For a story that encompasses the personal and political, crosses decades in the telling, and flits between the past and the present this is Lahiri’s most ambitious work. Her elliptical and well-structured storyline clearly show her formidable power as a writer. However her strengths as short story writer with the ability to detail people’s humdrum lives and hints at other realities, don’t help much in writing a longer novel.
Her characters are boxed into fit the tropes predetermined in the narrative arc and all seem to be cut from the same dreary cloth with the tone never varying for any of the principal characters ever. Forget drama (maybe that’s the preserve of Punjabis) there is never a laugh, a chuckle or even a rare smile fill her pages. I would balk at encountering any one of them in real life. But then again, pontificating Phds I actually do avoid in real life.
Gauri, the selfish angry woman, cold hearted mother and brilliant philosophy professor (obviously) could have been a complex character. Witness to her husband’s death, a possible accomplice, rescued by her brother-in-law, and burdened by her child, she could have been complex, contradictory and human.
She ends up only as a chilly unhappy wife without the benefit of insight into her rage, depression or her psychology. All of the key incidents and choices are narrated in the third person, in the same dull tone. Subhash too, heavy with a sense of sacrifice and the cross that he must bear, barely reflects on what is undoubtedly a good life that he has been able to carve out for himself and the love that he feels for his daughter Bela.
Bela, the abandoned daughter’s entire life plays out in fast forward. You would think that Lahiri would have been her strongest writing about the second generation’s experience instead what you get is a rather soft serve of a character drifting, hurt by her mothers rejection, a shell of a person destined to repeat history but without the substance for us to understand let alone sympathize with her experience. You get no real look into any of their minds, angers, fears and resentments. I wonder why she would choose to ignore the formative years of Bela’s life even though she hints at Gauri’s post-partum depression.
For a political story Lahiri remains apolitical possibly because this is an American novel and not so much an Indian one. The only other story I can recall from my (limited) knowledge of the Naxalbari movement is Hazaar Chaurasi ki Ma by Mahashweta Devi which was a more visceral experience perhaps because I saw the film rather than read the story since my Bangla is as good as my Japanese,which is to say non-existent.
I saw the film many moons ago so my memory is fuzzy at best though I do remember the pain and poignancy of Jaya’s(as the mother of a young son killed by the police in similar circunstances) road to self and societal awareness, the vast disconnect between the classes and Govind Nihalani’s sharp satire.
The Lowlands is an easy read, with Lahiri’s minimalist style which shines through. The events of the novel however are too dramatic for her concise prose and her characters too stereotypical.

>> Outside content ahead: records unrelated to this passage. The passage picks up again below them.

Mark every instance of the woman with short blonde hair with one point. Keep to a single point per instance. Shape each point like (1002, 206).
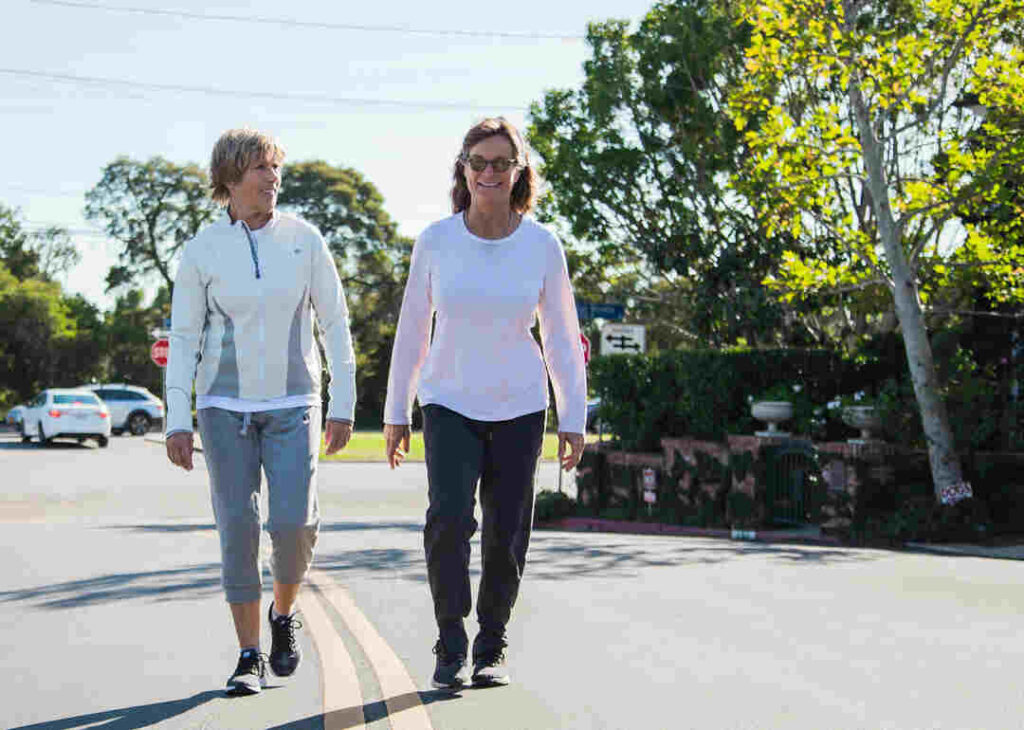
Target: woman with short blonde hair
(242, 330)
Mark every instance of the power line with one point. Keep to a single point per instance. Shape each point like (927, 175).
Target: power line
(512, 35)
(212, 91)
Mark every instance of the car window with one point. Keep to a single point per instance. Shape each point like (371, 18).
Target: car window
(68, 398)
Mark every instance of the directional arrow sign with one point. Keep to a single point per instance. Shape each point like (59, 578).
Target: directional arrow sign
(623, 339)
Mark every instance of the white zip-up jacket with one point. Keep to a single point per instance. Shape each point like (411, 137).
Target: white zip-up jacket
(242, 321)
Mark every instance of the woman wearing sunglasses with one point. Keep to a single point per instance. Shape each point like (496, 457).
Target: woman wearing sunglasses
(487, 273)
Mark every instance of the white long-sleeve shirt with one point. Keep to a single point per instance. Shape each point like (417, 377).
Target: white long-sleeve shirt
(242, 319)
(483, 362)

She remains uncontested as a master of the madding mudane-ness of life and of describing things that she has seen. You can visualize her as the girl visiting Calcutta having to bathe in the open courtyard, as an observer of her grandparents relationships, a visual conjurer of places and circumstances but Calcutta, and much of the novel reads to me as an outsider, looking in.
Have you noticed how almost all major characters in her works end up on the East coast teaching or working at preeminent academic institutions?! It’s interesting. I do like how she has a pronounced sense of loss in her writing either of loved one, of a homeland, or of a childhood. Maybe it’s nostalgic and not a sense of loss but it’s always very pronounced (in a subtle manner not OTT).
Yes ALL of them. Write what you know or develop some range as a writer?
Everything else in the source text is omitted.